What is a self-managed MPP?
Self-managed MPP databases are powerful clustered databases that allow for massive customization, flexibility, and functionality that must be managed manually by the customer, usually by a database administrator or DevOps team.
While self-managed MPP databases have traditionally been deployed on-premise, these databases now have the flexibility to be deployed in the cloud as well, which allows for a larger array of deployment options.
One key proficiency shared by all of the databases within the self-managed MPP category are their mature SQL dialects and integrations. This makes them ideal options within an enterprise data stack. For example, HPE Vertica, and Teradata all offer powerful connectors to Apache Hadoop. These integrations, combined with their high concurrency, enable these databases to support a large enterprise workforce.
What are on-premise MPP databases really great for?
Working alongside existing database technologies
Self-Managed MPPs are designed to integrate with and work alongside existing database services and workflows such as Hadoop. All of the examples of self-managed data warehouses have been around for many years (Teradata) or built on existing data warehouse technology, so they’re good candidates for enterprise workloads.
One of the biggest features of self-managed MPP databases is the amount of control they grant users over hardware selection, table architecture/storage, and query optimization. Leveraged wisely, these options allow organizations to design a structure that is highly performant and efficient.
Many self-managed MPP solutions provide mature SQL dialects and broad integrations that provide advanced analytics and user-defined functions. A few have special analytical capabilities and integrations (such as Vertica’s geospatial and machine learning libraries) that make them a great choice for specific analytical workflows.
Popular self-managed databases
Self-managed database architecture
Every single node within a self-managed MPP database has its own storage, memory, and compute resources.

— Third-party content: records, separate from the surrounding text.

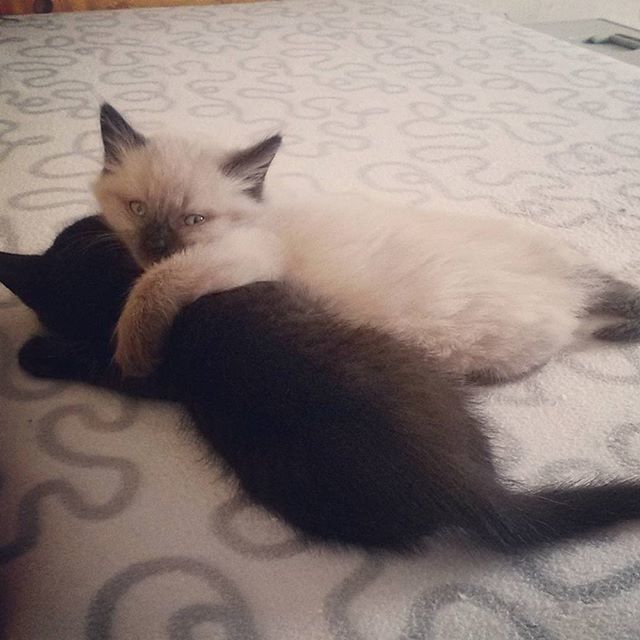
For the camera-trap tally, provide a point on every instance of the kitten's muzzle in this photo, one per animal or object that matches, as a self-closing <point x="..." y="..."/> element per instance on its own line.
<point x="156" y="241"/>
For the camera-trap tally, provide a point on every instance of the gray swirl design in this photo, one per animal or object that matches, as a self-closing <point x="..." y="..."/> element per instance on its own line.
<point x="222" y="525"/>
<point x="233" y="613"/>
<point x="29" y="528"/>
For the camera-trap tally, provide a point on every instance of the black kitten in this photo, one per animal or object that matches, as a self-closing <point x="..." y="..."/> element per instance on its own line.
<point x="345" y="432"/>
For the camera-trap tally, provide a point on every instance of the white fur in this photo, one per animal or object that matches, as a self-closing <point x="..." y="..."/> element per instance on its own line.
<point x="483" y="293"/>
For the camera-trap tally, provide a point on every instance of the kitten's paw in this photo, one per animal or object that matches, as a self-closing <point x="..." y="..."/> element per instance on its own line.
<point x="141" y="330"/>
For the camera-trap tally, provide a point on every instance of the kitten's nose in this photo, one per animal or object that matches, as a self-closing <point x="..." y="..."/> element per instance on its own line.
<point x="155" y="241"/>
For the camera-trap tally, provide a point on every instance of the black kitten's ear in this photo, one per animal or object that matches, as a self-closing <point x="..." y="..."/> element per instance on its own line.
<point x="251" y="165"/>
<point x="22" y="274"/>
<point x="117" y="134"/>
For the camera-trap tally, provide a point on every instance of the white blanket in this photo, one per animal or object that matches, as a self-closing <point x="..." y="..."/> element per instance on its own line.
<point x="113" y="526"/>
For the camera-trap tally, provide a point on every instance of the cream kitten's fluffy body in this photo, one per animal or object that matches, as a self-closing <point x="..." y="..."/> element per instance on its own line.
<point x="488" y="295"/>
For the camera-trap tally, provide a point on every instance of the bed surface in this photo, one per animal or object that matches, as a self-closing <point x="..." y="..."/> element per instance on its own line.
<point x="113" y="525"/>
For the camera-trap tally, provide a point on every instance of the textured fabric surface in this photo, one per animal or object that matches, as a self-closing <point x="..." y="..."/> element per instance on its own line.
<point x="113" y="524"/>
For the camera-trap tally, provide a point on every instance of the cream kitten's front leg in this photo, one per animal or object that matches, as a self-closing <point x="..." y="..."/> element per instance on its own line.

This is known as a “shared nothing” architecture because storage and compute resources are not shared across the entire system.
This “shared-nothing architecture” enables multiple nodes to work in parallel to process a query. When a query is issued, a leader node creates a plan and distributes it to each of the individual nodes. These nodes then process their portion of the query (requesting needed data from other nodes across the network). These intermediate results are then sent back to a “leader node” that then aggregates the results together.
Constraints of a self-managed database
Self-managed MPP databases give you flexibility and customization, but in exchange you take on managing some of the complexity yourself. So, if you don’t have the resources to manage a database on your own, you should probably look at an on-demand MPP database. Similarly, if you’re upset about the lack of flexibility offered by an on-demand solution, a self-managed solution might be a better fit for you.
Optimizing a managed MPP database
Managed MPP databases vary greatly in how they can be optimized because of differences in how they deal with caching, distribution/sorting, and storage. We’ll cover each in more detail in the guides to individual databases.
But there are a few general guidelines that can help:
- Flatten or denormalized schemas yield fewer joins, which improves parallelization and therefore query performance.
- Column encoding and compression save disk space and improve processing speed.
- Sorting and distributing data efficiently can make a big difference in performance.
- Avoid queries that operate on most or all columns at once, since fetching each column incurs additional costs.
- Keep tables clean and free up unused space with appropriate vacuum and purge policies.
- Keep table statistics up to date to help with efficient query planning.